Même si le gouvernement libéral souhaite que le programme de rachat des armes à feu qu’il a interdites soit volontaire, le premier ministre Justin Trudeau reconnaît que ce n’est pas à lui seul que reviendra la décision. Il lui faudra l’appui d’au moins un parti d’opposition à la Chambre des communes pour décider de la suite des choses.
« On est dans un Parlement en situation minoritaire, donc nous devons travailler avec les autres partis », a reconnu M. Trudeau lundi matin lors de son point de presse quotidien. « Je sais qu’en particulier, le Bloc québécois et le Nouveau Parti démocratique ont une perspective qui s’aligne avec la nôtre — de vouloir plus de contrôle des armes à feu. Je suis confiant qu’on va pouvoir travailler ensemble, collaborer, pour établir la bonne marche à suivre. »
Vendredi, Ottawa a inscrit par voie réglementaire quelque 1500 types d’armes d’assaut de type militaire à la liste des armes prohibées au Canada. Elles ne peuvent plus être vendues, achetées ou utilisées. Une amnistie de deux ans a été accordée à ceux qui en possèdent déjà. Le gouvernement fédéral a promis par la suite de mettre en place un programme de rachat de ces armes, qu’il envisage volontaire. Les propriétaires pourraient donc, moyennant le respect de conditions strictes d’entreposage et de transport, conserver leurs armes.
Un tel programme de rachat devra être approuvé à la Chambre des communes. Or, le Bloc québécois n’est pas d’accord pour qu’il soit optionnel. Sur Twitter, son chef, Yves-François Blanchet, a indiqué avoir été « stupéfait » d’entendre la veille M. Trudeau dire qu’il le serait, à Tout le monde en parle. « Notre appui n’est pas sans condition. Si le rachat est optionnel, le règlement perd beaucoup d’effet. »
Le NPD, qui est traditionnellement déchiré entre son caucus rural et son caucus urbain sur cet enjeu, demeure flou pour l’instant. Il n’a pas a priori de position de principe sur le caractère obligatoire que devrait avoir — ou pas — le rachat. « Le gouvernement doit clarifier son plan afin que les détenteurs d’armes à feu respectueux de la loi n’aient pas l’impression d’avoir été pris au dépourvu », indique la porte-parole Nina Amrov, qui ajoute que les propriétaires doivent être indemnisés.
Du côté conservateur, le chef, Andrew Scheer, a réitéré lundi que son parti est « en principe opposé à ce que le gouvernement a fait vendredi ». Mais laisser le choix aux propriétaires de conserver leurs armes serait-il un moindre mal ? M. Scheer n’a pas répondu directement. « Faut-il que certaines personnes fassent l’objet d’une clause grand-père ? Nous appuierons toute mesure protégeant les droits des propriétaires d’armes respectueux des lois, et nous nous opposerons aux autres. »
La nécessité d’obtenir l’appui d’au moins un des trois partis d’opposition explique peut-être qu’après avoir affirmé que son programme de rachat serait volontaire, le gouvernement libéral a tenté de nuancer cet aspect en fin de semaine, pour éviter de les rebuter.
Le gouvernement fédéral ignore combien d’armes désormais interdites sont déjà en circulation au pays.

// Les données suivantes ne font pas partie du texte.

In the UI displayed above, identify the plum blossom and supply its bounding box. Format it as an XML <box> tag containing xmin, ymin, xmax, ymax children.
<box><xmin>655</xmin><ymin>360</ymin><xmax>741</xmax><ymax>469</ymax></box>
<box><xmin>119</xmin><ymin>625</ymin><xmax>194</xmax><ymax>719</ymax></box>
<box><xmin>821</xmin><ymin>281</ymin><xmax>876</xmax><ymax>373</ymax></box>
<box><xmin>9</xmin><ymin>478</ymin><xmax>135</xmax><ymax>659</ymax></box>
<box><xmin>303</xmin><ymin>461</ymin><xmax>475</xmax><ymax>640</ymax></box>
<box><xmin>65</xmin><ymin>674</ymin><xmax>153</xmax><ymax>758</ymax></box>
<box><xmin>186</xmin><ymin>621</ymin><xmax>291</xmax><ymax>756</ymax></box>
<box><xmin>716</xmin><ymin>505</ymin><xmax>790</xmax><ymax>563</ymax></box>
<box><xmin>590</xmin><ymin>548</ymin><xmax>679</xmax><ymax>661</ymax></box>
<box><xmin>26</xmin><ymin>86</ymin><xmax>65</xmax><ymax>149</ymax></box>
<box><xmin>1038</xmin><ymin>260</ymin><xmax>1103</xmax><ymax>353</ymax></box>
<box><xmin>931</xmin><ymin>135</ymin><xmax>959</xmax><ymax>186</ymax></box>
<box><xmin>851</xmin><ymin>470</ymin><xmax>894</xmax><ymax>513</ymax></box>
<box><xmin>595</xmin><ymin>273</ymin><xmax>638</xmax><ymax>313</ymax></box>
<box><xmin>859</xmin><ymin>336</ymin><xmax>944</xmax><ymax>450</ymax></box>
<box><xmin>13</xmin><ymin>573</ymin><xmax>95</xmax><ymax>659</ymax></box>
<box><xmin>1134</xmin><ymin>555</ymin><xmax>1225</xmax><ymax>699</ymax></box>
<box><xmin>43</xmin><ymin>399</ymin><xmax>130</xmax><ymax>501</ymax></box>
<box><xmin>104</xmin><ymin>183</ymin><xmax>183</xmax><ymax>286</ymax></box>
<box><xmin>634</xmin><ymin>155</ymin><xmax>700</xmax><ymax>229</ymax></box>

Dans la catégorie des armes auparavant à « autorisation restreinte » devenues prohibées, il y en aurait 105 000. Mais à celles-là s’en ajoutent bien d’autres, non dénombrées, puisque plusieurs des modèles devenus illégaux étaient auparavant sans restriction et n’étaient plus enregistrés depuis l’abolition du registre des armes d’épaule.
Pour cette raison, et aussi parce que les paramètres du programme n’ont pas encore été arrêtés, le gouvernement ne sait pas combien le rachat pourrait coûter. En campagne électorale, le Parti libéral avait prévu une somme de 200 millions de dollars à cette fin. Certains prédisent que ce sera beaucoup plus. M. Trudeau assure toutefois que le coût ne sera pas l’argument décisif pour rendre ou non le rachat obligatoire. « Je pense qu’il y a bien des facteurs à regarder, mais pour moi, ce n’est pas vraiment une question de coût. La sécurité des Canadiens, c’est une priorité absolue et on va faire ce qui est nécessaire. »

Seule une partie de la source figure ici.